State v. Jason T. Moynihan, 2011AP2858-CR, District 2, 5/30/12

court of appeals decision (1-judge, not for publication); for Moynihan: Lora B. Cerone, SPD, Madison Appellate; case activity

¶8        In this case, the deputy pulled over the vehicle driven by Moynihan because he believed it was being driven by Saeger and believed that Saeger’s driver’s license was revoked.  The question is whether the deputy’s belief, or suspicion, was reasonable.  We believe it was.

¶9        Moynihan argues that the deputy “knew only that a man named Scott Saeger had driven the vehicle the week before, and that the subject presently operating the vehicle was a male of an age consistent with that of Saeger.”[3]  If that were all the information the deputy had available to him at the time of the stop, we likely would agree with Moynihan and affirm the circuit court.  The deputy, however, was aware of additional specific and articulable facts:  it was near bar time, the vehicle was traveling eight miles per hour under the speed limit, the vehicle drifted from the center line toward the curb line.

¶10      While the time of day and the manner in which Moynihan operated the vehicle, without more, may have been insufficient to stop the vehicle for drunk driving, these indicia of possible impaired driving together with the information the deputy had gathered from the status check—i.e., one week earlier, a man of a similar age as the man currently driving had been arrested for operating this same vehicle while intoxicated, and with a revoked driver’s license which was still revoked—supplied the requisite reasonable suspicion for an investigatory stop to inquire if the driver was, in fact, Saeger operating again with a revoked license.

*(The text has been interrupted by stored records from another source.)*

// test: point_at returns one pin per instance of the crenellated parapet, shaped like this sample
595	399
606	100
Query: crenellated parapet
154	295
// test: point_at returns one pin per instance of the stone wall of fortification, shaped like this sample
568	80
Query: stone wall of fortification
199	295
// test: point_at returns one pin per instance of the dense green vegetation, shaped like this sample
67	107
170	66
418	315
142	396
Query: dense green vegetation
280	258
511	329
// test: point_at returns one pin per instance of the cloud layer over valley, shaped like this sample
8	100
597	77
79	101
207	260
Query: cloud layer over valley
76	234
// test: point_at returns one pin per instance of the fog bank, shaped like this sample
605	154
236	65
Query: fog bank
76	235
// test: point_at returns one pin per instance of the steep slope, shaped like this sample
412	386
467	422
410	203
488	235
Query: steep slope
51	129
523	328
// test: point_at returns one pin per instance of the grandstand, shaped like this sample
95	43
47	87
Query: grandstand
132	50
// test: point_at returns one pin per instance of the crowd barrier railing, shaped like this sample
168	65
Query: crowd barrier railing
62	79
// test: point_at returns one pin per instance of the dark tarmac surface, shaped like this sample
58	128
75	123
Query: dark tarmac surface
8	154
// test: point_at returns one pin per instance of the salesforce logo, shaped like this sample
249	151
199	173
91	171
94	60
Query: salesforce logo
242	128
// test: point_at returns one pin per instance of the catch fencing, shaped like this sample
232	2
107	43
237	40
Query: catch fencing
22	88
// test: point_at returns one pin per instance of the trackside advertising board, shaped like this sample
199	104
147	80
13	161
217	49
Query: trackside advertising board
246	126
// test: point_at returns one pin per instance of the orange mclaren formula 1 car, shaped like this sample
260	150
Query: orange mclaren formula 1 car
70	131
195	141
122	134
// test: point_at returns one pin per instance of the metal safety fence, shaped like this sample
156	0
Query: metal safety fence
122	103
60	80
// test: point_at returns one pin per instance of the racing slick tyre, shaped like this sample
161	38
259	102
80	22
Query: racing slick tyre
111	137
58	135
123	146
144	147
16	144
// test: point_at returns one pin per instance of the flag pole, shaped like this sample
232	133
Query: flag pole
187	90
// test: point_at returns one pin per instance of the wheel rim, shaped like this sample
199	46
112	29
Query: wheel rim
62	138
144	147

¶11      We conclude that under the totality of the circumstances, the deputy’s suspicion that the operator of the vehicle was Saeger driving with a revoked license was based on more than just a “hunch”; it was based on specific and articulable facts and reasonable inferences from those facts.

So it is only the possibility that drunk-driver Scott Saeger was behind the wheel that gets the State over the hump, else the stop was bad. But, as Moynihan’s brief points out (but a reader of the opinion wouldn’t know because the opinion utterly fails to mention it): “In fact, Saeger was in custody” at the time of the stop, a fact ascribable to the deputy under the”collective knowledge” doctrine. In other words, the court can’t rely on the purported need “to inquire if the driver was, in fact, Saeger operating again with a revoked license,” because the deputy knew (or should have known) that Saeger couldn’t possibly have been behind the wheel. Odd that the court didn’t even acknowledge this potentially decisive argument.